Essas são as famosas dores na coluna e hérnias de disco e são provocadas quando há esforço repetitivo ou brusco da coluna. A dor nas costas está entre as principais enfermidades que mais prejudicam os trabalhadores e, em 2017, foi a campeã no número de afastamentos por doença.

É muito comum em pessoas que atuam no transporte de cargas, que precisam levantar peso com frequência e em quem trabalha muitas horas sentado e com a postura incorreta. Outros fatores que também contribuem para o surgimento das dores nas costas são o sobrepeso, a obesidade e o sedentarismo. 

Por isso, além da ergonomia adequada, do fracionamento de produtos e dos treinamentos de capacitação para quem lida com carga e descarga, é necessário investir em programas que incentivem a educação alimentar e a prática de atividades físicas. As pausas também são muito importante para esticar a coluna e aliviar pressões.

Asma Ocupacional

As doenças respiratórias são comuns no trabalho e a asma está entre as principais. O que a torna uma enfermidade ocupacional é quando os trabalhadores inalam produtos tóxicos e partículas que provocam reação alérgica por período prolongado. Começa com tosse e falta de ar e pode causar até câncer no pulmão. 
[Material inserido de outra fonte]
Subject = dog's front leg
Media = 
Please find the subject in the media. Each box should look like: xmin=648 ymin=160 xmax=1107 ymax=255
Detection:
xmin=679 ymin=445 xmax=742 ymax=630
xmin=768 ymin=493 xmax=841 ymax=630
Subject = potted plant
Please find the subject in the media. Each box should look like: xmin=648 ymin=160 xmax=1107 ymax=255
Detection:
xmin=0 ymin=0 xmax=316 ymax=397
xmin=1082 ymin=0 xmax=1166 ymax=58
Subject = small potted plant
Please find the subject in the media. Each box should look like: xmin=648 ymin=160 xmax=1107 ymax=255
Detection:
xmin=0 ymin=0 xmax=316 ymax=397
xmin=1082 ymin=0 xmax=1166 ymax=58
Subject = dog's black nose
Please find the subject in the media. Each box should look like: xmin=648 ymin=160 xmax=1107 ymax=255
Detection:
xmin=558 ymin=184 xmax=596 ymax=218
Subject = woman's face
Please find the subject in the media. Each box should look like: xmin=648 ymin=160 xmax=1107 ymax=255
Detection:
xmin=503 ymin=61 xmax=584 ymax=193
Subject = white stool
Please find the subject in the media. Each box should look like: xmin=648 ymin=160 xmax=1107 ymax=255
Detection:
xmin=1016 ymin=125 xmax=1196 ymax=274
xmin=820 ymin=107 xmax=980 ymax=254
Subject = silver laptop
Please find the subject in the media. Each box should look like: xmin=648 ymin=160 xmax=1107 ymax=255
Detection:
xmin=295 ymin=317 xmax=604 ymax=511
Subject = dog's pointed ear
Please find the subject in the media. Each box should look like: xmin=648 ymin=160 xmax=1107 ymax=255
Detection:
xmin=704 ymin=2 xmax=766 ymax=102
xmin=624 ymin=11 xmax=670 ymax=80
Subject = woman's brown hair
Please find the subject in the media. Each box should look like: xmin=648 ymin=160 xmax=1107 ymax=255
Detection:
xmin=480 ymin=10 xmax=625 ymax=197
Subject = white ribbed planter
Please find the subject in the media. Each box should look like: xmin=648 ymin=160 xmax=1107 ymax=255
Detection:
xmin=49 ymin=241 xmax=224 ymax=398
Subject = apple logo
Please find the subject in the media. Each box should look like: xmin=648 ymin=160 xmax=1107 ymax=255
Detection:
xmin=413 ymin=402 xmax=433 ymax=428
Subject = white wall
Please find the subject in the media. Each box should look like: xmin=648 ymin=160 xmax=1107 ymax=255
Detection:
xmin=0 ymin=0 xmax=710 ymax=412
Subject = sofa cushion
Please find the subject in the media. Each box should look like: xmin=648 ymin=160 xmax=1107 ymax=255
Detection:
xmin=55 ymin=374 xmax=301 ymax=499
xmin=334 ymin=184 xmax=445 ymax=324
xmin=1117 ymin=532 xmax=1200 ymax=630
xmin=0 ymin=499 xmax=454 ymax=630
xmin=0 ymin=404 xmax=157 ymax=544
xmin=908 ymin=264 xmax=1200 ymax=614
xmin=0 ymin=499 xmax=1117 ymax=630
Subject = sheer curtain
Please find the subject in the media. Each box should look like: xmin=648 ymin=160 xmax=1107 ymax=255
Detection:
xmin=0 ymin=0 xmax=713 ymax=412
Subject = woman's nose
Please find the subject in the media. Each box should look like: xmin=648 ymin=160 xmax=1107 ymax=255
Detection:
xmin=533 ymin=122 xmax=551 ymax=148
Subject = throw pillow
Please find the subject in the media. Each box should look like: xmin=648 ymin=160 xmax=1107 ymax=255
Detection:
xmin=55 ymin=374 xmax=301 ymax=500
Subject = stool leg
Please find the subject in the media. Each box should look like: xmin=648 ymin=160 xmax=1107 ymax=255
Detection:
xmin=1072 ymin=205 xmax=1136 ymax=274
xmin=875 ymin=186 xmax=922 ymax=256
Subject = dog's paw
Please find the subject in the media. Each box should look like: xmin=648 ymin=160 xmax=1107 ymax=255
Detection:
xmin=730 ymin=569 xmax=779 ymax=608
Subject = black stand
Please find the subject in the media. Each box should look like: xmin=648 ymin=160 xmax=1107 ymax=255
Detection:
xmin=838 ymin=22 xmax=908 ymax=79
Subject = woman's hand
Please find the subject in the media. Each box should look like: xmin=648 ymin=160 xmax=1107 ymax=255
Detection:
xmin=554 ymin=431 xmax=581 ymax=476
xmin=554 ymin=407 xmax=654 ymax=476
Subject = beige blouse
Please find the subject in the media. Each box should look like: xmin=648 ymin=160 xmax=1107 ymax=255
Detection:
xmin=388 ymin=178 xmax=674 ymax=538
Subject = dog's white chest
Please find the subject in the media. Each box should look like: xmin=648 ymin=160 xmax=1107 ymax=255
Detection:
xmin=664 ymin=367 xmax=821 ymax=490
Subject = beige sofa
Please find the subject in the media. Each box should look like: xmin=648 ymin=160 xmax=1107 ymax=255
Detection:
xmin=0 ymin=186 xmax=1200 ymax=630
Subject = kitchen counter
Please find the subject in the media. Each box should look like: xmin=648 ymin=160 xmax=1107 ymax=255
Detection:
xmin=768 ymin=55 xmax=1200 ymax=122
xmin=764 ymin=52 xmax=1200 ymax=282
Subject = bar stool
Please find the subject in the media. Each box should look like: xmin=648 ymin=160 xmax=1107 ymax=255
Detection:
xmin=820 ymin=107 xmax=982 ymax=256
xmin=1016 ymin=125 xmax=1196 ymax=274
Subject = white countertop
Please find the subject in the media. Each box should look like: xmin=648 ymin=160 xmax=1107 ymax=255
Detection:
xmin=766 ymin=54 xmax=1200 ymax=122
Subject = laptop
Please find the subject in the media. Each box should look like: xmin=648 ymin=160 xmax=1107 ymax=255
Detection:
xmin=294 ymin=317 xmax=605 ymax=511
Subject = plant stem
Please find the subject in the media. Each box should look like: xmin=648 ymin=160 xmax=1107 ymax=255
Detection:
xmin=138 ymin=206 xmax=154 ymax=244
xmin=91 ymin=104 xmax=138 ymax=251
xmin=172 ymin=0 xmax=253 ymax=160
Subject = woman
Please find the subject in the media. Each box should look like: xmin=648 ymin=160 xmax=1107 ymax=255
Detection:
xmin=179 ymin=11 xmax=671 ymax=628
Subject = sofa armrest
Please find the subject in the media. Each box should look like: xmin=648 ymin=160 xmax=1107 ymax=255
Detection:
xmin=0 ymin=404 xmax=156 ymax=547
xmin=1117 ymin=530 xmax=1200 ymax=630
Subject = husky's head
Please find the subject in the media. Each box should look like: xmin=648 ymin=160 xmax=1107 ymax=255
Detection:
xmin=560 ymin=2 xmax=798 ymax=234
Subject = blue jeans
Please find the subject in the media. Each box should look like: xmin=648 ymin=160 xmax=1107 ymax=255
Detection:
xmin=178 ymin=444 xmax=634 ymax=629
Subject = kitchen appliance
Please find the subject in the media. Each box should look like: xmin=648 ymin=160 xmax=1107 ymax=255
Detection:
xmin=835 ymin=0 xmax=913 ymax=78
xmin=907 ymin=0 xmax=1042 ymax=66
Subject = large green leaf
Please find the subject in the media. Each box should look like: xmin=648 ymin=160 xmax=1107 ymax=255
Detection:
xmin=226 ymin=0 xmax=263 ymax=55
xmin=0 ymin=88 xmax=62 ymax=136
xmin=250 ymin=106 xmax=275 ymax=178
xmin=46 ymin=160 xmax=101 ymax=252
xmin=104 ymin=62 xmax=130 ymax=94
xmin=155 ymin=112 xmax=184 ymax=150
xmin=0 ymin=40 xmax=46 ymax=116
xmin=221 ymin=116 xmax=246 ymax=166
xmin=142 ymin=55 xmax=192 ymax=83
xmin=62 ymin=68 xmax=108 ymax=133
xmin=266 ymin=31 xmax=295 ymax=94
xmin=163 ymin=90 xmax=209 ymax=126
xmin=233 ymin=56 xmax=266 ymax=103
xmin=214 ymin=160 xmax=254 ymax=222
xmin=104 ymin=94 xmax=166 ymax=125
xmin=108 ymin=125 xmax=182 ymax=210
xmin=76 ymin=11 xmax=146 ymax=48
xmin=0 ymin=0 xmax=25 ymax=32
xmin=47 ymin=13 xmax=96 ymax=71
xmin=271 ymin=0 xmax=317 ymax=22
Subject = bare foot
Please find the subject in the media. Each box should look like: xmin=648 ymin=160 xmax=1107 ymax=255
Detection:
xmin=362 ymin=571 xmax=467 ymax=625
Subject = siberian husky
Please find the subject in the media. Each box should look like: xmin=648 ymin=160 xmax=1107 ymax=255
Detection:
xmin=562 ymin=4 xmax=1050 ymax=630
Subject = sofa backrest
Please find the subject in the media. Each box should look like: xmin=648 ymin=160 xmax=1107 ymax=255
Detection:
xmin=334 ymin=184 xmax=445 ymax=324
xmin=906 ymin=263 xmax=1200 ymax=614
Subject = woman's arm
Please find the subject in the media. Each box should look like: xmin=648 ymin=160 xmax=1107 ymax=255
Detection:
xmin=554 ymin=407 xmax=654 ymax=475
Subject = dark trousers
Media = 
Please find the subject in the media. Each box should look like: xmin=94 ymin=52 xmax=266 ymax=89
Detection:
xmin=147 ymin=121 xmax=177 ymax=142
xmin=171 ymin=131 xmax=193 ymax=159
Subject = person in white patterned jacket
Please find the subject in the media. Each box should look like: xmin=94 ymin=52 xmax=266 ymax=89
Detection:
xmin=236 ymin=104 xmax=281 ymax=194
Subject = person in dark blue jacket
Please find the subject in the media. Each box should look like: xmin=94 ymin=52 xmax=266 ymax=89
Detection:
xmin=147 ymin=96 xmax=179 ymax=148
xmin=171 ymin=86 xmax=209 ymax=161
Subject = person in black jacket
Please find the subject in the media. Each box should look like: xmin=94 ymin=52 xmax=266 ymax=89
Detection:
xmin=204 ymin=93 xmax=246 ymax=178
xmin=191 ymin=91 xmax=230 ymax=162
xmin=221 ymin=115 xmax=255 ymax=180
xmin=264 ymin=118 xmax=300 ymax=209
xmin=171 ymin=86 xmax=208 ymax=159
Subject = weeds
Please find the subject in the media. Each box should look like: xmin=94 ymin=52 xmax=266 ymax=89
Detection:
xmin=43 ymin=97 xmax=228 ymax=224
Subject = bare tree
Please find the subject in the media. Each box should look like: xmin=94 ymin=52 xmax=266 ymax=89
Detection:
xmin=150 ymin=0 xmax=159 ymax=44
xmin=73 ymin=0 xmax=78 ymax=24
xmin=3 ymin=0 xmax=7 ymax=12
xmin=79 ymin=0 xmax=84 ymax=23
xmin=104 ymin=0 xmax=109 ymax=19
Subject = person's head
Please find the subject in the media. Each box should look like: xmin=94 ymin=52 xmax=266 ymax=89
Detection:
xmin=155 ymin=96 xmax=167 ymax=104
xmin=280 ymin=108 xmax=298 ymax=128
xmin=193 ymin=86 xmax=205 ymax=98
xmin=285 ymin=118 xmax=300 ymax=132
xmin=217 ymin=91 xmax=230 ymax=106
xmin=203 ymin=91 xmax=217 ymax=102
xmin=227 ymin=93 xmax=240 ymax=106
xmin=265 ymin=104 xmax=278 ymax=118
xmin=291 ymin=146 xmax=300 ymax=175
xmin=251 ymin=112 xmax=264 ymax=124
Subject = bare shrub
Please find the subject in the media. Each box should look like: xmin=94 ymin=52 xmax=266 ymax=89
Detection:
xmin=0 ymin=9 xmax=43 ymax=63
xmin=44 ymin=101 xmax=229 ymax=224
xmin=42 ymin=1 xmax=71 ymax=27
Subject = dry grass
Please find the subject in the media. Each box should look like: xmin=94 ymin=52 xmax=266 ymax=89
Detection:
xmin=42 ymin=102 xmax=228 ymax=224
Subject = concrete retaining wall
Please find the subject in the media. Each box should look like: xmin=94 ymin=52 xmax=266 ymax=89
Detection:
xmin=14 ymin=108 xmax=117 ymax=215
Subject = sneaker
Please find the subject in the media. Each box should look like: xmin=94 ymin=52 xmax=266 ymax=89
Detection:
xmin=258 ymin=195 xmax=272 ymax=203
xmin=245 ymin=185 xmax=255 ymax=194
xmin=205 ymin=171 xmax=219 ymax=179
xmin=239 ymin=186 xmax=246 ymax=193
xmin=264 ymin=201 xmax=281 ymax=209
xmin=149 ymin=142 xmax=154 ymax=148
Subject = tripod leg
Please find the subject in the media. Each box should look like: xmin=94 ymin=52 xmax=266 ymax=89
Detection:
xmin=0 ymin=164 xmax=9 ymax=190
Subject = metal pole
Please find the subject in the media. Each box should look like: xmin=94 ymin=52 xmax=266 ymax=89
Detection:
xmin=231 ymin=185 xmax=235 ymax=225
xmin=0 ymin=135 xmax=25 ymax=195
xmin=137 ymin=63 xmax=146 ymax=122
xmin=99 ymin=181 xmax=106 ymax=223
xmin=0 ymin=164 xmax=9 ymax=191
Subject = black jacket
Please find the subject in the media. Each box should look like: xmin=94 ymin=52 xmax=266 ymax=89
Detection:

Ambientes fechados, com mofo e em que há manuseio de algodão, couro, sílica, borracha e madeira são os mais propícios para surgir o problema, além de construções civis. Para evitar a asma ocupacional, o uso de equipamentos de proteção individual (EPIs) é essencial em profissionais que atuam em locais assim.

Desgaste ou perda visual 

O desgaste ou a perda da visão também são frequentes em profissionais que passam muitas horas na frente do computador; aqueles que lidam com insumos quentes, como o fogo, e que estão diariamente expostos à agentes químicos. 

A catarata é uma das enfermidades mais comuns encontradas em profissionais da siderurgia e metalurgia, pois os trabalhadores ficam submetidos às altas temperaturas. Para preservá-los, a empresa deve oferecer equipamentos próprios de proteção e proporcionar condições adequadas para que possam desenvolver o ofício.

Perda auditiva

Assim como a exposição à agentes que prejudicam a visão, o excesso de ruídos diariamente pode levar à perda parcial ou total da audição dos trabalhadores. É muito comum surgir em profissionais que atuam na construção civil, na operação de grandes maquinários, na mineração, em aeroportos, atividades ligadas à festas, entre outros.

Além disso, há produtos químicos em que o manuseio incorreto também provocam transtornos na audição. É essencial que essas pessoas utilizem protetor auditivo específico e máscaras protetoras, além de trabalharem em locais com isolamento de fontes de ruído.

As doenças ocupacionais podem surgir mesmo com a adoção de medidas de prevenção por parte das empresas, pois existem atividades diretamente ligadas a elas. Mas é possível evitá-las ou minimizar os impactos e a quantidade de ocorrências observando com mais atenção a saúde dos colaboradores, os recursos mais importantes de uma companhia.